O editor chefe de Jornalismo da SECOM conversou com o prefeito eleito de Agudos-SP

Wilson Ribeiro, editor de jornalismo da Confederação fez uma entrevista com Fernando Octaviani, prefeito eleito de Agudos, 330km da capital São Paulo, acompanhado pelo vereador Junior Artioli, de Domélia, distrito de Agudos.

No encontro virtual, o prefeito de Agudos falou dos projetos para a agricultura familiar da região, onde se concentram diversos assentamentos em busca de regularização fundiária.

Foram discutidos projetos de fomento para os pequenos produtores, como manutenção de estradas para escoamento da produção, parcerias para capacitação técnica dos agricultores familiares, fornecimento de tratores e outras demandas.
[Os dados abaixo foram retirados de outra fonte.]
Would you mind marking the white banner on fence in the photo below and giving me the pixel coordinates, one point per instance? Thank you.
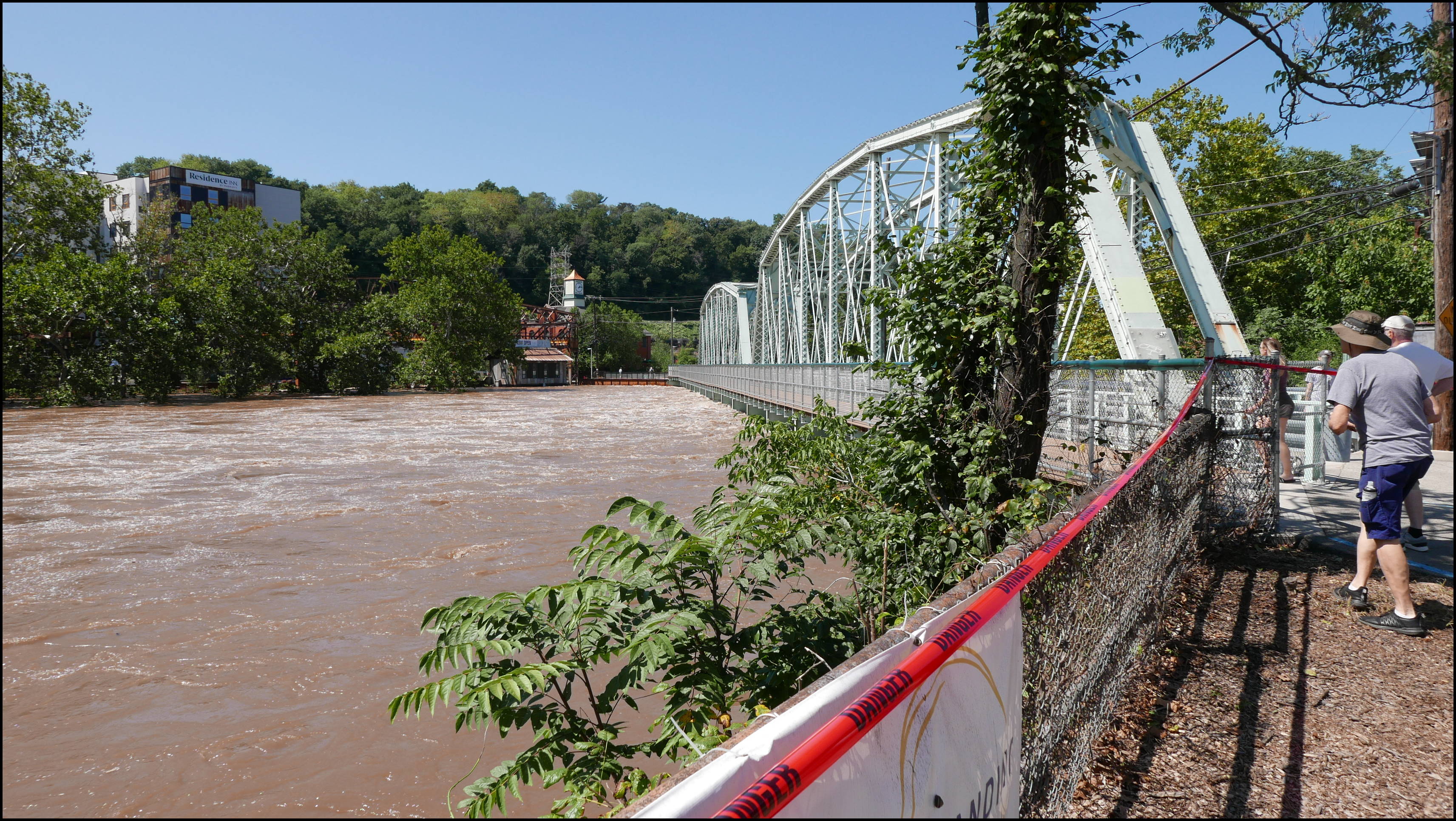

Ainda na pauta foi discutida a nova medida do governo federal, em que as cidades ficarão responsáveis por indicar técnicos, que deverão passar por treinamento online oferecido pelo Instituto Nacional de Colonização e Reforma Agrária, o Incra, terceirizando o trabalho de vistoria local e de checagem de dados, para acelerar o processo de regularização de terras.

O prefeito Fernando Octaviani se comprometeu a receber propostas da Confederação por meio do seu sindicato SAFER de Agudos, comandada pelo presidente Ivanor Carminatti, estabelecendo uma relação de parceria entre a CONAFER e a cidade.

Gabinete da presidência e SECOM realizam encontros por videoconferência

Videoconferência com o Gabinete do senador Wellington Fagundes – MT com os assessores Fernando Damasceno e Mariza Duarte, Lucas Titon e Wilson Ribeiro da SECOM, e Amanda Soares, assessora da presidência

Semanalmente, diversas entrevistas, reuniões e apresentações da CONAFER têm sido feitas por videoconferência com senadores, deputados e assessores parlamentares do Congresso.

Foi realizado um encontro bastante produtivo com o gabinete do senador Wellington Fagundes – MT, por meio dos assessores Fernando Damasceno e Mariza Duarte.

Uma reunião também muito prolífera ocorreu com a assessora de Gabinete do senador Telmário Mota – RR, Thaís de Oliveira, quando o secretário da SECOM, Lucas Titon, apresentou diversos programas da CONAFER de interesse do senador Telmário.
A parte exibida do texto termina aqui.